Türkiye'de birçok ihaleler yapıldığına işaret eden Erdoğan, şöyle devam etti:

"Bu ihalelerde, diyelim ki bir tanesi saf dışı bırakılmış ve şahsıma müracaatı olabilir veya oluyor. Ben de kendisine 'Dava aç' diyorum. Dava neticesinde o ihalenin iptali çıkıyor. Burada bu ülkenin, bu devletin 100 milyon, 200 milyon dolar kazancı oluyor. Bu telefon görüşmesini dahi dinleyecek kadar bunlar seviyesiz. Bu paralel yapının içerisinde bu denli bu ülkenin, bu milletin menfaatini hiçe sayan tipleri gördük bu arada. Bir hukuk devletinde böyle şeyler yaşanamaz. Bakın biz, 'Medya, anayasa ve yasaları ihlal ediyor' dediğimizde 'Hükümet basın özgürlüğünü kısıtlıyor' diye kampanya yapılıyor. 'Yargı içinde anayasa ve yasaları çiğneyenler var' dediğimizde 'Hükümet yargıya müdahale ediyor' diye kampanya yapıyorlar. 'İnternete düzenleme getireceğiz' dediğimizde 'Hükümet internete sansür getiriyor' diye aynı şekilde asılsız iddialarla ortaya çıkıyorlar."

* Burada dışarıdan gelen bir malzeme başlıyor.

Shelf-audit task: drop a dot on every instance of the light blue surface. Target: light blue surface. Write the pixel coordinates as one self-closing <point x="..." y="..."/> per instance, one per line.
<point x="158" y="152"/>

Özgürlüğün, hiç kimseye anayasa ve yasaları çiğneme hakkı vermeyeceğine işaret eden Erdoğan, özgürlüğün bir insanın özgürlük alanının bir başka insanın özgürlük alanının sınırına kadar olduğunu vurguladı. Erdoğan, "Eğer o sınırı tecavüz ediyorsanız o zaman siz özgürlük ihlali yapmış olursunuz. Bunu görmek durumundayız. Özgürlük, kimseye başkalarını dinleme, bunları kaydetme, bunları yayınlama yayınlama hakkı vermez. İnsanları hukuksuzca dinlemek, sonra da bu dinlemeleri servis etmek, en başta insan hakkı ihlalidir" dedi. Bu durumun en başta insanın kendisine, değerlerine, inançlarına aykırı olduğunu vurgulayan Erdoğan, şu ifadeleri kullandı:

"Yeryüzünde hiçbir din, hiçbir mezhep, hiçbir kültür, iki kişi arasındaki konuşmanın üçüncü bir kişiye aktarılmasına, hatta kitlelere ulaştırılmasına cevaz vermez. Dikkatinizi çekiyorum, bu olaylar içerisinde sadece dinleme de yok, aynı zamanda görüntüleme de var. Hele hele bu görüntüleme, ahlaki değerleri tamamen yok farz eden, yani bir ailenin mahremine girecek kadar olan, aile dışında ilişkileri dahi görüntülemek suretiyle bunu da sosyal medyadan yayınlama hakkını size bir internet anlayışı veriyorsa kusura bakmayın ben böyle bir interneti kabul etmiyorum. Çünkü bu, bir ülkenin tüm değerlerinin yok farz edilmesidir. Aile gibi kutsal bir müessesenin yok edilmesidir. Meşru, gayrimeşru... Gayrimeşru ilişki kuran, meşru birlikteliği dağıtır. Öyle mi? Gayrimeşru yapıyorsa o da zaten ayrıca... Ama bunu yayınlanma hakkını, kalkıp da kimse elde edemez. Bu dinlemeler, Emniyet, Telekomünikasyon İletişim Başkanlığı, TÜBİTAK, yargı gibi kurumlar içinde o malum örgütün mensupları tarafından yapıldı. Düşünebiliyor musunuz, TÜBİTAK gibi kurum, merkezinde bu dinlemeleri yapıyor ve siz burası güvenli hattır diye öyle zannediyorsunuz. Halbuki güvenli hat diye bir şey söz konusu değil. Güvenli hat diye söylenen bu kriptolu telefonlar, bunu inşa eden, tesis eden, üreten, imal eden yer tarafından merkezde dinleniyor, orada depolanıyor. Ondan sonra da  bu veri depolamaları, son olaylardan sonra görüyoruz ki bunlar kopyalanıp, çalınıp götürülüyor. Aynı şeyi, Bilişim İletişim Teknolojisi Başkanlığında da yapıyorlar."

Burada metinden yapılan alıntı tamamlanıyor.